As originally published on the Listen & Be Heard Weekly1, August 31, 2005.

There is a science to the Martial Arts. It has an axiomatic structure, which allows it to be in existence as a viable activity. Axiomatic is derived from axiom, which means – "that law or agreement that predicts future end result or that law or agreement that creates an effect when applied." Every system of Martial Art is operating more or less on some axiomatic structure that creates a body of knowledge. There are techniques in the Martial Arts, so the question that should be asked is, "Why does a technique work?" It is very simple. A technique has an anatomy. For example, you cut open a cadaver, and you will find parts that make the body function. The anatomy of a technique is timing, accuracy, and range.

Timing is an important aspect to a technique. Timing is defined as the "exact moment." As long as one's estimated time of arrival of one's techniques is exact, then one has one-third of the formula for success. It is not that a person increases speed as it is that the person must do a better job of estimating the exact moment. One's timing must be better than his opponent's timing in order to derive success. For example, a person attempts to throw a punch to the chest, but throws it one second too late. The opponent closes up the target or moves away; therefore, the punch will either hit air, be blocked or hit something other than the intended target. Awareness in present time allows one to have the ability to have proper reaction time.

Accuracy is the next third of the formula for a technique. Accuracy is defined as the "exact location." When a person applies a technique, he better have accuracy. Otherwise, he will not have any success in application. How can any technique be effective if a person cannot hit a target?

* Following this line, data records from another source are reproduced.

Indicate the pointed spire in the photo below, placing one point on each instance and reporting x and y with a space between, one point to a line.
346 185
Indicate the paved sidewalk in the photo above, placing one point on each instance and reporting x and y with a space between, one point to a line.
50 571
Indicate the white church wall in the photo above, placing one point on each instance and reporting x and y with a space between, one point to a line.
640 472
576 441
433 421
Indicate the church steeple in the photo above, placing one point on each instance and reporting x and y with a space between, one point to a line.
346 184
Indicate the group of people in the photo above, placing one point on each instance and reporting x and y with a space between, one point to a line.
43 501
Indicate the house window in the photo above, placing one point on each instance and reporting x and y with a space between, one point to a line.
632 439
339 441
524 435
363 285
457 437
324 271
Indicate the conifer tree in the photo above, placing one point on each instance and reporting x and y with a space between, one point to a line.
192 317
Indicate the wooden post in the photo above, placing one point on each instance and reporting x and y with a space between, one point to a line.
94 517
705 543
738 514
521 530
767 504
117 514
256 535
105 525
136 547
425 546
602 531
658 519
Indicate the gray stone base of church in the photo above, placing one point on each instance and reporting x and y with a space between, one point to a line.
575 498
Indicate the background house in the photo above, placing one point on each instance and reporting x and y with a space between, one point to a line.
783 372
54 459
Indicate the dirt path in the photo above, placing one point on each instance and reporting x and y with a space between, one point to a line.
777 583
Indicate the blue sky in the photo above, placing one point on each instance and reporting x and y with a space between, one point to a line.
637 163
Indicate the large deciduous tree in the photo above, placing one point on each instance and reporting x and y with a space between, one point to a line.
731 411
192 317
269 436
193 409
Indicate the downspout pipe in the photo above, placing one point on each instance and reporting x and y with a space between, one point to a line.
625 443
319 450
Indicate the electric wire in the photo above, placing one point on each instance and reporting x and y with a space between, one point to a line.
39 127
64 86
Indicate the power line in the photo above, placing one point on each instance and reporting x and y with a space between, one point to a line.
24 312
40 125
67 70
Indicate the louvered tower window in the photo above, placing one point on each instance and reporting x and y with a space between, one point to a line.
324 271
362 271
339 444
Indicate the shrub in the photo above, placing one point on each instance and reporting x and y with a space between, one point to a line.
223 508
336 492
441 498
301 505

A person can have a whole repertoire of techniques, but they will be rendered useless if exact locations cannot be hit. For example, a person throws a punch, but the defender attempting to block the punch missies the block. It is very simple. He gets hit.

Range is the final third of the formula. It is defined as the "exact space; distance." A person can have two-thirds of the formula operating, but incorrectly estimating proper range will cause the technique to fail. For example, if a person throws a kick that is too close or to far from the opponent, the kick will get jammed or will hit air.

Any practitioner must pay attention to timing, accuracy, and range when applying techniques. They align together as a whole to derive an exact result. The end phenomenon is a successful technique. Each aspect can be isolated. They have been proofed through observation and experimentation. If one is still skeptical, try to apply a technique missing one, two, or all three aspects of a technique. The truth will be expressed by one's own observation.